Au pouvoir depuis 37 ans, Paul Biya, 86 ans, a entamé depuis octobre son ultime mandat de sept ans après une réélection acquise d’avance. Si le mystère de sa succession reste entier, le faible renouvellement des élites depuis des décennies au Cameroun laisse peu de place à une transition emmenée par une jeune figure. Enquête.
Dauphins
Particularité de la scène politique nationale: une majorité de « présidentiables » sont sous les verrous depuis le lancement de l’opération anticorruption Epervier, en 2006. Leur seul tort est, en réalité, d’avoir manifesté trop tôt leurs ambitions. Si le retrait de Paul Biya devrait ouvrir la course au pouvoir à certains d’entre eux (Jean-Marie Atagana Mebara, Marafa Hamidou Yaya…), les collaborateurs ayant actuellement la confiance du président camerounais renforcement discrètement leurs réseaux et leur poids. A 60 ans, Louis-Paul Motaze reste l’homme à tout faire du régime. Ministre des finances depuis mars 2018, il peaufine son image grâce au document de stratégie pour la croissance et Au palais aguerris des arcanes du pouvoir. Bien qu’en retrait, le ministre de la communication, René Emmanuel Sadi, 70 ans, demeure l’homme de confiance de Biya, dont il fut l’un des secrétaires généraux de la présidence de la République (SGPR).

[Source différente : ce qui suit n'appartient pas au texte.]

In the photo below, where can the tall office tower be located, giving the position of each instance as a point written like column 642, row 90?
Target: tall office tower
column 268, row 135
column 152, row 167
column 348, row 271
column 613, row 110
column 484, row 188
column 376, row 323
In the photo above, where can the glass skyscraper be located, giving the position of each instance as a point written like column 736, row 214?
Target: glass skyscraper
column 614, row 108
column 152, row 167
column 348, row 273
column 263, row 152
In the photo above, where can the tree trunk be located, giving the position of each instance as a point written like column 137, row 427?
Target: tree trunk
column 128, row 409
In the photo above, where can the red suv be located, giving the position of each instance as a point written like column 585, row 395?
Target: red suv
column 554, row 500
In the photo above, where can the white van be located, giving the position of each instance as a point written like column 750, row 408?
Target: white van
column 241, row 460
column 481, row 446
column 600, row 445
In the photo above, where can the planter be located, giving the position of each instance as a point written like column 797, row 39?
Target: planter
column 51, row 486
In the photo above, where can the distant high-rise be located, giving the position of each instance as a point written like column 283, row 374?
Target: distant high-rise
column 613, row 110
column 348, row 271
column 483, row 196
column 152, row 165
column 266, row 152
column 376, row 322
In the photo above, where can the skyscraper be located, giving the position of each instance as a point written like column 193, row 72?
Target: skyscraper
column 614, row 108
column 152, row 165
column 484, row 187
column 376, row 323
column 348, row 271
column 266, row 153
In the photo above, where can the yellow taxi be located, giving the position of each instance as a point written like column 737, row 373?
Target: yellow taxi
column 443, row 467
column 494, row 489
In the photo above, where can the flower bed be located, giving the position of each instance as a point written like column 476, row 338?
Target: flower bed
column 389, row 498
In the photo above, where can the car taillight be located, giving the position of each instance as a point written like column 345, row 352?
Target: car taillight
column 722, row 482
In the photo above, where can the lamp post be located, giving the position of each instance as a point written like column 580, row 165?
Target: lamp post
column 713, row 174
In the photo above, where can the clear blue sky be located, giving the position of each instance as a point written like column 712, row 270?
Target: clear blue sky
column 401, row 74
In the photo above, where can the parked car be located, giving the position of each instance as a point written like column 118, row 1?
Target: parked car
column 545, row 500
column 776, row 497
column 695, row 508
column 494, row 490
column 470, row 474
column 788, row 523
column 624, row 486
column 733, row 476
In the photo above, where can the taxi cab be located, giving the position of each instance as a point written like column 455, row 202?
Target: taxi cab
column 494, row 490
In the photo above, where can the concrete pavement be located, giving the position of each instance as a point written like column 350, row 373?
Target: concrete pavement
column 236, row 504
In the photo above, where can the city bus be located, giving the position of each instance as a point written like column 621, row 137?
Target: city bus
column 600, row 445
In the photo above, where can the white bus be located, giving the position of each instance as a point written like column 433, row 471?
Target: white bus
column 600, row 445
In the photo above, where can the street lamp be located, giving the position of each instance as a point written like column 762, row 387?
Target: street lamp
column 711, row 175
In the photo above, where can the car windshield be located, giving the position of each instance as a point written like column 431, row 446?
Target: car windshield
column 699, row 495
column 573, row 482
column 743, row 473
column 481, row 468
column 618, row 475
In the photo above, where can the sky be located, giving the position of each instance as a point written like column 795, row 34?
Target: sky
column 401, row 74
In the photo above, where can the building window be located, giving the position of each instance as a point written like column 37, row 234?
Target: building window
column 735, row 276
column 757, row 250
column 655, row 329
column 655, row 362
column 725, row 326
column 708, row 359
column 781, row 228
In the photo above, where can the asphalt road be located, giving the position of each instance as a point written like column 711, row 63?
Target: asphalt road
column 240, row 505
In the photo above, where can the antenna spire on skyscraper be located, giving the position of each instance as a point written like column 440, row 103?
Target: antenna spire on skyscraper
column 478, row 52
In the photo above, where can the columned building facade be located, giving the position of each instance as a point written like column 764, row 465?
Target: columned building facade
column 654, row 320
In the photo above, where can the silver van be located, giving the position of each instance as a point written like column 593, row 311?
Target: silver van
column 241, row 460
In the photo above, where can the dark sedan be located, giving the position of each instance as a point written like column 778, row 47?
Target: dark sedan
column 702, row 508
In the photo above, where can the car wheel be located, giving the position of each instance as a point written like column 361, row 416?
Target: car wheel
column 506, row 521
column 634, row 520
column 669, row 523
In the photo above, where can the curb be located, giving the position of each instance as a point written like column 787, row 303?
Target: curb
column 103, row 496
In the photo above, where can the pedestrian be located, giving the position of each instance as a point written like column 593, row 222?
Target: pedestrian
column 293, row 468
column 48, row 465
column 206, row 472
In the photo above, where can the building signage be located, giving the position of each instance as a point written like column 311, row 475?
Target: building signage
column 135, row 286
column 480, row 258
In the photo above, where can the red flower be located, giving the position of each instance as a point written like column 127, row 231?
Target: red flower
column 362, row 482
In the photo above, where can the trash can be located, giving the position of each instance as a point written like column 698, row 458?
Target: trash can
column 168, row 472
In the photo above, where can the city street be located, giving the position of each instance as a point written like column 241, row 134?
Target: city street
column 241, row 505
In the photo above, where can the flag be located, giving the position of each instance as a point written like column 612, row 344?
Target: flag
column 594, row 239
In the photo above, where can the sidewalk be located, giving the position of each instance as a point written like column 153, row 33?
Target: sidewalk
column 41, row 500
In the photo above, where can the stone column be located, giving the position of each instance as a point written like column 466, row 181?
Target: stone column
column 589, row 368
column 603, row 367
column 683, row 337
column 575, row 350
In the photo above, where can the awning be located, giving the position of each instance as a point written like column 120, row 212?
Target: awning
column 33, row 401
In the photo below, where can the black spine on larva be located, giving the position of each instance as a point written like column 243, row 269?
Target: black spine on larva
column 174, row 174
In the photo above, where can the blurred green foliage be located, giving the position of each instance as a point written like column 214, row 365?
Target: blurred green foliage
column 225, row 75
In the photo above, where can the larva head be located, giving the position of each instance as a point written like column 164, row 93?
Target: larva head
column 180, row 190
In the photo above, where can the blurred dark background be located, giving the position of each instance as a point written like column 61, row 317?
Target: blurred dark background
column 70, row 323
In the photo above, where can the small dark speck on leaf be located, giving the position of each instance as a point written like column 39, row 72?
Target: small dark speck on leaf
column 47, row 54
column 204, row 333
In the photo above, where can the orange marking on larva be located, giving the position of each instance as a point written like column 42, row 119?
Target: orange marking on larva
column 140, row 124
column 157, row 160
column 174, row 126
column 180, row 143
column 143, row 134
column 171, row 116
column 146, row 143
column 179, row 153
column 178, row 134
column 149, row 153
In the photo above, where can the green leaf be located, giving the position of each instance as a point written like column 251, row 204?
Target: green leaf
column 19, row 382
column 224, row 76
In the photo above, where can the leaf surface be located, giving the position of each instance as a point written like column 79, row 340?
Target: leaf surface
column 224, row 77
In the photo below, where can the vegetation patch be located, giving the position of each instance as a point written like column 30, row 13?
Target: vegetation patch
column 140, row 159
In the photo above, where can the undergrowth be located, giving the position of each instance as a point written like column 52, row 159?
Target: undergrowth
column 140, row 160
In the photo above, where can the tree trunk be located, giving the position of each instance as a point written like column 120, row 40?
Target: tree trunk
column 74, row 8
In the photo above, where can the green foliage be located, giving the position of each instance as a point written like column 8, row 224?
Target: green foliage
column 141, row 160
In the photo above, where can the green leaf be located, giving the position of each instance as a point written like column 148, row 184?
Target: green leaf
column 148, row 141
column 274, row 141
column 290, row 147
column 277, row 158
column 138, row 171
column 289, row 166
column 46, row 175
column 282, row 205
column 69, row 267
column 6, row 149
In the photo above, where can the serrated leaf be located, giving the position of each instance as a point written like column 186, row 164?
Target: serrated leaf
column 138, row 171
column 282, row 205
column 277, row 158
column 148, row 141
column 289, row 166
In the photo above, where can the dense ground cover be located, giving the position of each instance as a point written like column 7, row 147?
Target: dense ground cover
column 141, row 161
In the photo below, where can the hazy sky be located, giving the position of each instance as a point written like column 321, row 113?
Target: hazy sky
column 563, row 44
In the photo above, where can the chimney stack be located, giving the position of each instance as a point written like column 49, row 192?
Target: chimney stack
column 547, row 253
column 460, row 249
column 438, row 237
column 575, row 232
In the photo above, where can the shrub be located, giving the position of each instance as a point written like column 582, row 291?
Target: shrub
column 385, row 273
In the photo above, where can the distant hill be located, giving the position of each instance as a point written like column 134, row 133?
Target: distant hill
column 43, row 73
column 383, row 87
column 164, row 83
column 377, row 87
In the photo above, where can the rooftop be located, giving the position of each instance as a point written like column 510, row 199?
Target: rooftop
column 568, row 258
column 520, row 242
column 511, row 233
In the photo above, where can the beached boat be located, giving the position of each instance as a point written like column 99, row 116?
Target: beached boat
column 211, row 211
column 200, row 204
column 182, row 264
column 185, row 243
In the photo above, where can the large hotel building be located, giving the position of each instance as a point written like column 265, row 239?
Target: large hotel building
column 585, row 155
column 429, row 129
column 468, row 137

Ces piliers du système n’empêchent pas les regards de converger de plus en plus vers Samuel Mvondo Ayolo, 62 ans, directeur du cabinet civil depuis 2017. Ce neveu du chef de l’Etat, ex-ambassadeur à Paris, incarne un nouveau pôle d’influence au palais d’Etoudi. Bénéficiant d’une grande proximité avec Paul Biya, il peine toutefois à consolider ses réseaux en dehors de son mentor.
Chantal aux aguets
Si elle fait en sorte de polariser son image sur ses œuvres caritatives, Chantal Biya n’en impose pas moins ses relais originaires de sa région natale, la Haute Sanaga (centre). Parachuté à cette fonction en 2011, l’actuel SGPR, Ferdinand Ngoh Ngoh, 58 ans, proche de la première dame, monte de plus en plus dans l’appareil d’Etat (LC n°792). Loin d’avoir été sanctionné après l’annulation, en novembre, de la Coupe d’Afrique des nations (CAN) 2019 dont il gérait les 1.200 milliards FCFA de budget (1,8 milliard $), il a été promu ministre d’Etat. Ferdinand Ngoh Ngoh est vu comme la main invisible à l’origine de l’arrestation, en mars dernier, du ministre de la défense Edgar Alain Mebe Ngo’o. Directeur adjoint du cabinet civil au palais d’Etoudi, Oswald Baboke, 45 ans, fait également parler de lui. Natif de la Haute-Sanaga, il officie comme directeur de cabinet de Chantal Biya.
Opposants à l’affût
Sur le modèle du Congo-K, l’après-Biya pourrait profiter à une figure de l’opposition ayant percé à la présidentielle d’octobre. Ex-ministre devenu adversaire du régime, l’avocat Maurice Kamto, 65 ans, entend faire fructifier sa seconde place. Emprisonné depuis le 26 janvier aux côtés d’une centaine de militants du Mouvement pour la renaissance du Cameroun (MRC, LC n°795), il bénéficie d’une marge de manœuvre grâce à l’implantation nationale de son parti. De son côté, l’ex-bâtonnier Akéré Muna, 66 ans, semble le seul anglophone présidentiable via sa plateforme NOW (LC n°768). N’ayant jamais été aux affaires, il jouit d’une crédibilité à l’intérieur comme à l’extérieur du pays. Après sa percée historique au même scrutin – il est arrivé troisième -, Cabral Libii, 39 ans, vient de transformer son mouvement 11 millions de citoyens en parti. Ce Bassa, qui rêve d’un destin calqué sur celui d’Emmanuel Macron, testera de nouveau sa popularité lors des législatives, fin 2019.